Tante le esperienze portate all’attenzione dell’assemblea da parte di gestori che operano in contesti ambientali, economici e sociali molto diversi tra loro. Una differenziazione che, se da un lato rende impossibile individuare una ricetta univoca per una frequentazione sostenibile delle Dolomiti, dall’altro stimola la riflessione sulla complessità del «sistema montagna» e sulla necessità di proseguire sulla strada del dialogo e del confronto di buone pratiche.
«Siamo giunti alla nona edizione dell’incontro annuale tra i gestori di rifugio dell’area core – commenta Mara Nemela, direttrice della Fondazione Dolomiti UNESCO – e per noi è un appuntamento importantissimo per comprendere le dinamiche che caratterizzano la frequentazione della montagna. Quest’anno abbiamo parlato di flussi e di senso del limite, un tema che non chiama in causa solo misure gestionali, ma anche la rappresentazione che di un territorio viene offerta sui media, in generale, e sui social, in particolare. I gestori di rifugio hanno evidenziato come il tema della gestione dei flussi sia da considerare dal punto di vista qualitativo e non solo quantitativo e come occorra dunque proseguire sulla formazione e l’educazione verso i frequentatori, affinché siano sempre più consapevoli dei limiti che la natura stessa impone».

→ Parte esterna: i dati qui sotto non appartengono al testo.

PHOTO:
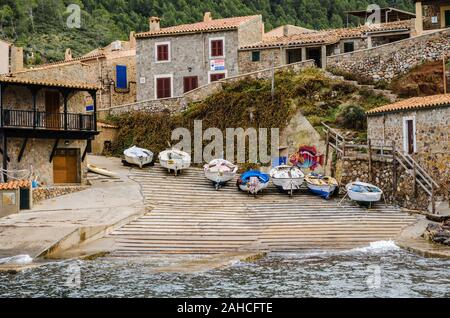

«La frequentazione negli ultimi anni è aumentata – osserva Mario Fiorentini, gestore del Rifugio Città di Fiume, ai piedi del Pelmo (BL),- ma le problematiche più grosse si riferiscono alle caratteristiche dei frequentatori: percepiamo il peso di questo cambiamento in base a quanto si mostrano consapevoli di dove si trovano e dei limiti delle nostre strutture». D’accordo anche Ivo Piaz, del rifugio Preuss, nel gruppo del Catinaccio (TN): «È sempre più difficile trovare il tempo da dedicare alla clientela, per aiutarla a comprendere dove si trova. Anche questo è un limite: noi siamo solo l’ultimo scalino, occorrerebbe un’educazione di base alla montagna, a partire dalle scuole».
«Una delle responsabilità dei gestori di rifugio, anche alla luce del riconoscimento UNESCO, è quella di divulgare e far accrescere la consapevolezza dei valori del Patrimonio stesso – evidenzia il geologo Piero Gianolla -; si tratta di valori geologici e paesaggistici, che chiamano in causa la necessità, da parte di tutti, di mantenere l’integrità naturale del Sito».

Questa attività è inserita nel progetto “Capacity building. Rafforzare il capitale sociale e territoriale del Sito Dolomiti Patrimonio Mondiale (WHS) per uno sviluppo duraturo e sostenibile delle Comunità locali”, realizzato con il contributo del Fondo Comuni confinanti.